Gay children’s home worker fired for ‘lifestyle choices’

LUBBOCK, Texas — A Texas man has been fired from his job at the Children’s Home of Lubbock for his “lifestyle choices” after introducing a group of the home’s teenage boys to his fiancé during a day trip earlier this month.

Casey Stegall, an openly gay human development and family studies major at Texas Tech University, says he “got fired just for me being who I am,” reports the Lubbock Avalanche-Journal.

A year after being hired and spending week after week caring for the children living at the home, he was dismissed for circumstances revolving around what Lynn Harms, president of the organization, called Stegall’s lifestyle choices.
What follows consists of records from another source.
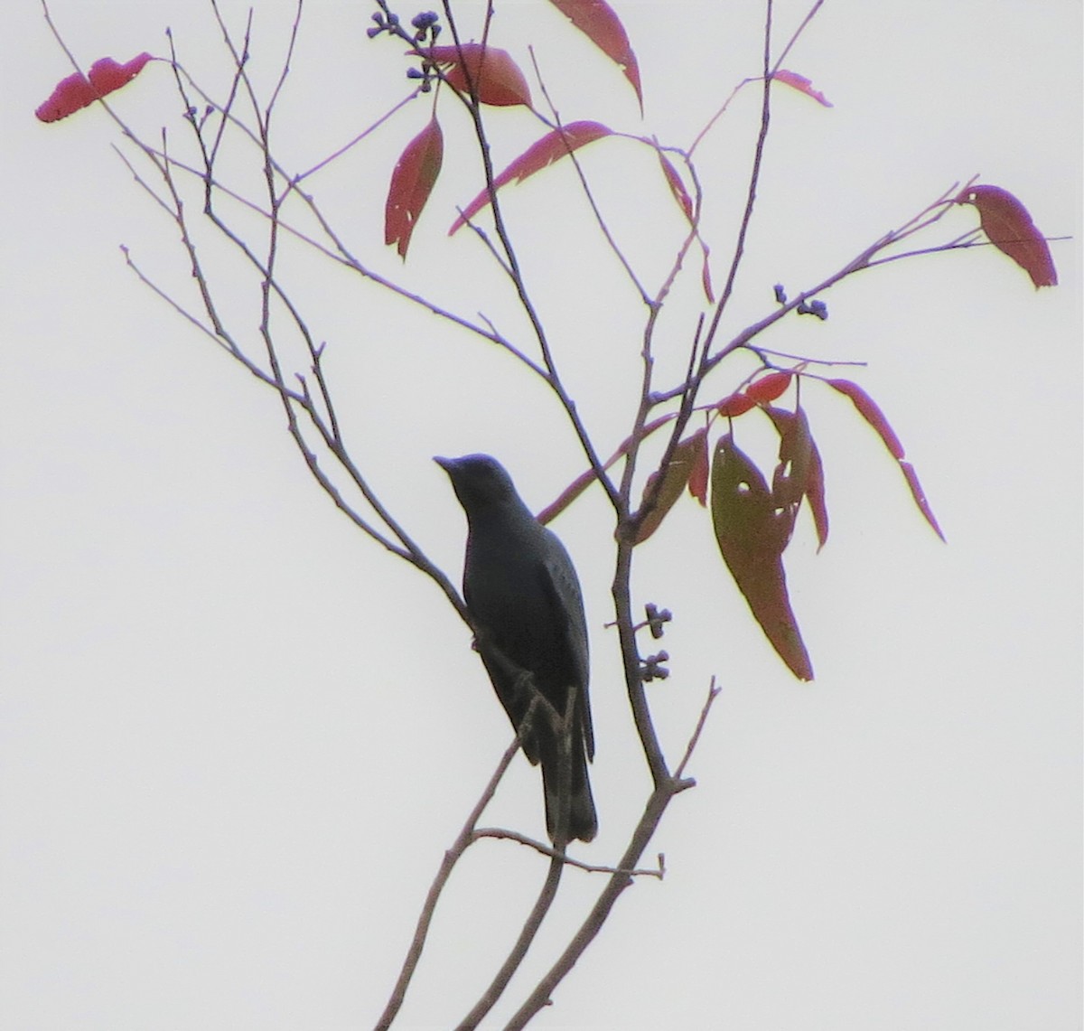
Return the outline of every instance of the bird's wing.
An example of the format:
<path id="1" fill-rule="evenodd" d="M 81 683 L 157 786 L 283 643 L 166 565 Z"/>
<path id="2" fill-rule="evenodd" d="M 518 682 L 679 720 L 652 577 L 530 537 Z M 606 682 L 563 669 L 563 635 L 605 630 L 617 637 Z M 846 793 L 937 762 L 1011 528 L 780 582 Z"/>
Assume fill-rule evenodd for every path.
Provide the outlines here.
<path id="1" fill-rule="evenodd" d="M 591 723 L 591 701 L 588 696 L 590 653 L 588 649 L 588 620 L 583 613 L 583 595 L 572 569 L 571 560 L 564 553 L 546 556 L 542 564 L 542 580 L 555 616 L 555 626 L 563 628 L 562 643 L 571 660 L 577 678 L 577 709 L 583 729 L 583 744 L 588 758 L 595 758 L 595 731 Z M 569 686 L 572 686 L 571 684 Z"/>

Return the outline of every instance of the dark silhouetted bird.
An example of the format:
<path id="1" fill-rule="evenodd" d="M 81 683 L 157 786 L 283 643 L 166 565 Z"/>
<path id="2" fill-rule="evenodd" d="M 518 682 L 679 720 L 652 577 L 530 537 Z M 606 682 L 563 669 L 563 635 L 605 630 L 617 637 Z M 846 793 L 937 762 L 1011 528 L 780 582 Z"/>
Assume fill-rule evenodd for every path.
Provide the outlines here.
<path id="1" fill-rule="evenodd" d="M 559 540 L 524 504 L 504 466 L 488 454 L 435 460 L 451 477 L 467 514 L 463 597 L 478 650 L 496 696 L 519 729 L 532 698 L 524 674 L 564 720 L 555 733 L 544 711 L 532 714 L 524 752 L 542 763 L 546 829 L 562 848 L 590 841 L 598 829 L 588 781 L 595 755 L 588 698 L 588 624 L 572 560 Z M 564 747 L 562 747 L 564 746 Z M 569 766 L 563 776 L 562 753 Z M 563 784 L 568 797 L 562 797 Z"/>

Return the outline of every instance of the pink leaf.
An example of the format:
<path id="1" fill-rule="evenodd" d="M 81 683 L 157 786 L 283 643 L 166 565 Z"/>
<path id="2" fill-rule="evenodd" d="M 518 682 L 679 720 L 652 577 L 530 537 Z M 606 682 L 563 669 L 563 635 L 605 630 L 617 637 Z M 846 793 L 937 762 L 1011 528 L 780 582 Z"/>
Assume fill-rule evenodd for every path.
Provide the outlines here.
<path id="1" fill-rule="evenodd" d="M 611 133 L 611 129 L 607 129 L 606 126 L 597 121 L 573 121 L 571 125 L 554 129 L 541 140 L 532 143 L 499 176 L 494 176 L 493 190 L 500 190 L 501 186 L 513 181 L 522 182 L 528 176 L 533 176 L 534 172 L 541 171 L 554 162 L 567 157 L 572 151 Z M 463 214 L 452 222 L 448 235 L 451 236 L 457 229 L 465 225 L 487 204 L 489 204 L 489 190 L 482 190 L 463 209 Z"/>
<path id="2" fill-rule="evenodd" d="M 434 64 L 451 65 L 444 73 L 448 85 L 468 96 L 473 88 L 482 104 L 493 107 L 531 106 L 527 79 L 506 50 L 481 43 L 462 43 L 459 47 L 428 47 L 416 52 Z"/>
<path id="3" fill-rule="evenodd" d="M 620 65 L 624 77 L 636 91 L 640 109 L 644 109 L 644 94 L 640 89 L 640 66 L 632 52 L 629 36 L 621 20 L 604 0 L 550 0 L 571 23 L 584 34 L 607 57 Z"/>
<path id="4" fill-rule="evenodd" d="M 59 121 L 61 118 L 66 118 L 94 103 L 95 100 L 101 100 L 121 86 L 126 86 L 143 70 L 149 61 L 153 60 L 147 53 L 132 57 L 127 64 L 117 64 L 112 57 L 102 57 L 90 66 L 87 77 L 76 72 L 57 82 L 49 100 L 34 114 L 40 121 Z"/>
<path id="5" fill-rule="evenodd" d="M 885 441 L 885 447 L 891 452 L 893 459 L 903 457 L 903 444 L 895 435 L 895 430 L 889 425 L 885 413 L 877 405 L 877 402 L 866 394 L 856 383 L 850 379 L 828 379 L 828 385 L 837 389 L 840 394 L 846 394 L 859 410 L 862 417 L 877 430 L 877 435 Z"/>
<path id="6" fill-rule="evenodd" d="M 1057 286 L 1050 248 L 1035 228 L 1028 209 L 1008 190 L 1001 186 L 968 186 L 957 204 L 973 204 L 986 239 L 1007 254 L 1030 276 L 1035 288 Z"/>
<path id="7" fill-rule="evenodd" d="M 391 172 L 384 205 L 384 242 L 397 244 L 399 257 L 406 257 L 410 239 L 425 202 L 429 199 L 444 155 L 444 137 L 434 117 L 403 150 Z"/>
<path id="8" fill-rule="evenodd" d="M 825 99 L 824 93 L 813 89 L 813 80 L 806 79 L 804 75 L 799 75 L 797 72 L 787 72 L 786 68 L 779 68 L 772 78 L 777 82 L 789 86 L 791 89 L 798 90 L 799 93 L 804 93 L 806 96 L 813 98 L 818 104 L 824 104 L 825 107 L 831 107 L 831 104 Z"/>

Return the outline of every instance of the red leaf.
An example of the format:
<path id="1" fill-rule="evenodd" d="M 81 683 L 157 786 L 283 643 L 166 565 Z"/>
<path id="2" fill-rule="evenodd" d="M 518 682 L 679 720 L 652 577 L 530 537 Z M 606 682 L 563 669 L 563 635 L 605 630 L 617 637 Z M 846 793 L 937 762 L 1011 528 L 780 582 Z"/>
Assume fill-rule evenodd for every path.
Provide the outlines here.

“As a faith-based, church-related outreach providing welfare services, if you will, to children and families, there is a set of biblical values that we adhere to and live by,” Harms said. “When you are implementing life training and so forth — particularly with children — to put a confused message out there is counterproductive.”

In Stegall’s eyes, it was discrimination, but in the eyes of the law, it’s legal.

Stegall says he was accused of public displays of affection with another man, and fired without an opportunity to defend himself.

Harms said that modeling a lifestyle not in line with the organization’s interpretation of the Bible is not acceptable, and new employees are briefed on the Children’s Home’s values during orientation.

“If you want to try to force our culture to meet your expectations, that’s not going to go well,” Harms said. “I don’t feel like the culture here has to meet an individual’s desire for the world to be different.”

In this video from the Lubbock Avalanche-Journal, Stegall discusses his ordeal:

Although the Children’s Home of Lubbock is funded in part by the Texas Department of Family and Protective Services, state law does not currently protect employees from discrimination based on their sexual orientation or gender identity.

Stegall says he has been struggling to find a lawyer to represent his case, even though he knows it’s likely that he would lose in court.